Le contexte national a pesé dans cette décision, assurément. Mais pas seulement , selon un proche de l’enquête : « dans cette affaire, les versions divergeaient », indique-on, en coulisses. « L’un assurait vouloir chauffer sa maison dans le Maine-et-Loire, l’autre assurait que ce gaz était destiné aux nécessiteux ». Ces contradictions ont intrigué, un peu plus encore, les enquêteurs, qui les ont donc placés en garde à vue pour « mise en danger de la vie d’autrui », à 19 h mardi soir.
Une perquisition a été menée au domicile de l’acheteur et des vérifications effectuées, autour de sa personnalité notamment. « L’objectif était de s’assurer qu’aucun projet dangereux n’était fomenté». L’inquiétude semblait levée ce mercredi, en fin d’après-midi. Les deux amis ont été remis en liberté dans la journée, sans autre forme de poursuite.
La « petite chapelle nantaise » en question est un lieu très particulier. Cet endroit porte un nom : la « Chapelle du Christ Roi ». Elle est l’un des rares lieux en France et dans le monde à abriter un lieu de culte « sédévacantiste ».
De quoi s’agit-il ? Les sédévacantistes sont les catholiques ultras, la ligne la plus extrême des croyants traditionalistes.

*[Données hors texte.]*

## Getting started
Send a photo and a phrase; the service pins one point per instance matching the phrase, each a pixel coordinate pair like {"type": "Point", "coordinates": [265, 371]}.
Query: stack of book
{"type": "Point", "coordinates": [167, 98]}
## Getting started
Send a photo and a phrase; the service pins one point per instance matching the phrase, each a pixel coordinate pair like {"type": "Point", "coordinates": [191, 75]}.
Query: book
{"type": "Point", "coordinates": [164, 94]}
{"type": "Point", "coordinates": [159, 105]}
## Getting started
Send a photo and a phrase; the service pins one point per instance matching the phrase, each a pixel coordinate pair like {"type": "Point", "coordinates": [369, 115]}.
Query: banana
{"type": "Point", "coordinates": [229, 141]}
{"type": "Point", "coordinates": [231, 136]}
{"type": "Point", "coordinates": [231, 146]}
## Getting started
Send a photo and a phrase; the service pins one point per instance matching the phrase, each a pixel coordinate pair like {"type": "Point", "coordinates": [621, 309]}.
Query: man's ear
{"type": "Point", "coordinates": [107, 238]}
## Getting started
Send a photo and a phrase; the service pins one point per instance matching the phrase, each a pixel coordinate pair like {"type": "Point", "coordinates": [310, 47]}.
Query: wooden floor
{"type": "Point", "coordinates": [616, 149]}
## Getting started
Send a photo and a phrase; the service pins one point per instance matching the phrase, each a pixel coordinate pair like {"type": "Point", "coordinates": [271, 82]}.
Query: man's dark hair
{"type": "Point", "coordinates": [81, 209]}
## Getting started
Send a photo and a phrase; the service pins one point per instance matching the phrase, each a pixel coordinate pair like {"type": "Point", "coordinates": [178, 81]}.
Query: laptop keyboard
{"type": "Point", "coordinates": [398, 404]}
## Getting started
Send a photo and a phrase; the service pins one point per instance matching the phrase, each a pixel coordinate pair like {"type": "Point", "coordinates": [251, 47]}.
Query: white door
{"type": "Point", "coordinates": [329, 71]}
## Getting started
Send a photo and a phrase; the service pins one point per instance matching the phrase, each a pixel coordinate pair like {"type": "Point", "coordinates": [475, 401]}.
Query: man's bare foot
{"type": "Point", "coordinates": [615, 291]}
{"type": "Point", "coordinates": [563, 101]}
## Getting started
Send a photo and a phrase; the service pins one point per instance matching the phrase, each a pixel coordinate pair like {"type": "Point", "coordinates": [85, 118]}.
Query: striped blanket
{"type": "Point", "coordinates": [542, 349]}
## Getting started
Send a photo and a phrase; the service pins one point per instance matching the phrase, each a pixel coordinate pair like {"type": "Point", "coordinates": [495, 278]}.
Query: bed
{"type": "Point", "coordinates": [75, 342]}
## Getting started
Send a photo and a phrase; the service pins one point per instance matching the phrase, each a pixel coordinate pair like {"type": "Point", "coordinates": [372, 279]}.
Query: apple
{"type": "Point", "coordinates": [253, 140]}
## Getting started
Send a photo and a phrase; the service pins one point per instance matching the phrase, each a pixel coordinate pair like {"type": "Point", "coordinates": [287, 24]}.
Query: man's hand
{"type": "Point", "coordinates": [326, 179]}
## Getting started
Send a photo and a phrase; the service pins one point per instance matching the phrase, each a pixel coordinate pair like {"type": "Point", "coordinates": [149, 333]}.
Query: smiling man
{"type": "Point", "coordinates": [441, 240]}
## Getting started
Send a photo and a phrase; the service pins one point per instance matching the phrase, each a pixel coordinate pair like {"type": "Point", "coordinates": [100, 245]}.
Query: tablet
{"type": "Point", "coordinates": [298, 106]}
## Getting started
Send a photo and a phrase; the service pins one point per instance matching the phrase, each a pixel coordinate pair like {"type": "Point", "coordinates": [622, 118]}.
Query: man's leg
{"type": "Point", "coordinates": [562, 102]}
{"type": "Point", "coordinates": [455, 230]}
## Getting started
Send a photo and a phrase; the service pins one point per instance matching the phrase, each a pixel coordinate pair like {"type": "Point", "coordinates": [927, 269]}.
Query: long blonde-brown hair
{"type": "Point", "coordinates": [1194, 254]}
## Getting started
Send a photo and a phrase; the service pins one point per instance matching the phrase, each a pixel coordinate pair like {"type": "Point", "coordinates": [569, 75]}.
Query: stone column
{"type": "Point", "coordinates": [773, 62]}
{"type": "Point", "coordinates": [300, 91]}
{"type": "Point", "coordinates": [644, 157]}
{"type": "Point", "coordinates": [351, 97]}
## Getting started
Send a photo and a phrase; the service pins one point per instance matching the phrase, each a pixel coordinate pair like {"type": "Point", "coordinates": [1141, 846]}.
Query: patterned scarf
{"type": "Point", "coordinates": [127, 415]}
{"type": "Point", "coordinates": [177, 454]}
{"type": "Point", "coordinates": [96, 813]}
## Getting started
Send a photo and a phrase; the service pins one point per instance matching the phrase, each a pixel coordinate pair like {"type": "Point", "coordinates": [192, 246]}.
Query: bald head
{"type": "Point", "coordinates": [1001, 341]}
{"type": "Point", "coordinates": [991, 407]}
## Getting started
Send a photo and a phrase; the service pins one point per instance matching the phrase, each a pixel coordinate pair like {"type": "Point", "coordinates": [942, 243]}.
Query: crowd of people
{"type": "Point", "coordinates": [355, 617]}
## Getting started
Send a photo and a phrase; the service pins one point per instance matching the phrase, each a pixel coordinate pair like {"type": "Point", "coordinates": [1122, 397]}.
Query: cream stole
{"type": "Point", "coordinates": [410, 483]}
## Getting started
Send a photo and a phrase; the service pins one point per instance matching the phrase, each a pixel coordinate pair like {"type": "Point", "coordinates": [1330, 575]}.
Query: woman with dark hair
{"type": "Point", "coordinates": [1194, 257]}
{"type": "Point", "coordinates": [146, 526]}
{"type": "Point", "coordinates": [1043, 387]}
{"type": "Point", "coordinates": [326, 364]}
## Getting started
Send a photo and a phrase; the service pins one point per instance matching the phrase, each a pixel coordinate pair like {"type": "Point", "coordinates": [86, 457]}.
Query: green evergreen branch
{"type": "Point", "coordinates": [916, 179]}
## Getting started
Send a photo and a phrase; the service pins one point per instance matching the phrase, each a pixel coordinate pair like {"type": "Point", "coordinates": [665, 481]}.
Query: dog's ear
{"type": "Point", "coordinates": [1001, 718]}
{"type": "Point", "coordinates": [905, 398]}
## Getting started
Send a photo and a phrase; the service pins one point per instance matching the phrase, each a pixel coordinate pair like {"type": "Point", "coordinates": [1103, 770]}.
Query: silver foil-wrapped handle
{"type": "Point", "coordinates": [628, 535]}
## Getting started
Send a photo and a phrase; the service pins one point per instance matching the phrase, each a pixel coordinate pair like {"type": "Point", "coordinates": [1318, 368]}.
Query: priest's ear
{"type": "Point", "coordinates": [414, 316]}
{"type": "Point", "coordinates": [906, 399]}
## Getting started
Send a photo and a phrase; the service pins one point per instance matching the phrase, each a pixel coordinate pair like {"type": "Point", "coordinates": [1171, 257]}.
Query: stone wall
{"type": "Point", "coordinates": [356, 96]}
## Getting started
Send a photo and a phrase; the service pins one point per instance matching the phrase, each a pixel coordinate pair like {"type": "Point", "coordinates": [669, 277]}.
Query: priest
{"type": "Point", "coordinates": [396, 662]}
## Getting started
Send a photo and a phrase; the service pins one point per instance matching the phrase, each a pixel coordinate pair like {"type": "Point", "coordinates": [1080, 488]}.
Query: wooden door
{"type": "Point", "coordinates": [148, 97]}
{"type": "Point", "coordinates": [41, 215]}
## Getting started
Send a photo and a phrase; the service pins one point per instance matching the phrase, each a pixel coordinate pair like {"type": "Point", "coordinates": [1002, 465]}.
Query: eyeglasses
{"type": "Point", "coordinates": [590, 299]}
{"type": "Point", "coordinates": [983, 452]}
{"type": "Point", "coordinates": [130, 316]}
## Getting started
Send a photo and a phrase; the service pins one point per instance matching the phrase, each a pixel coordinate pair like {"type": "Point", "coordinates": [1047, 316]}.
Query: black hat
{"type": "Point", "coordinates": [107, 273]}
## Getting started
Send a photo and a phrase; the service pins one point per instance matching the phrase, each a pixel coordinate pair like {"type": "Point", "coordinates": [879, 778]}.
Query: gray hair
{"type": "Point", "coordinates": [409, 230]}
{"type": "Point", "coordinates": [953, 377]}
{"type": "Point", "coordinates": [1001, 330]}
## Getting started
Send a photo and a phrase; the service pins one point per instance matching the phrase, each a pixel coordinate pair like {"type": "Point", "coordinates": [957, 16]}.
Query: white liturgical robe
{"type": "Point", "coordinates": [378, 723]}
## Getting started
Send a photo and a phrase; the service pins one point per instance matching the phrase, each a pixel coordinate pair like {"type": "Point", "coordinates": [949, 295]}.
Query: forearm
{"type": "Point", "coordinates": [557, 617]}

Plus radicaux que les intégristes, ils ne reconnaissent pas le Pape, considéré comme trop « moderniste ».
La communauté, particulièrement bien implantée à Nantes, dispose d’une école, qui va de la maternelle à la 4e. Groupusculaire, ce courant ultra-radical du traditionalisme religieux – d’influence maurrassienne et royaliste – possède 20 lieux de cultes en France. Dont 3 dans la région nantaise.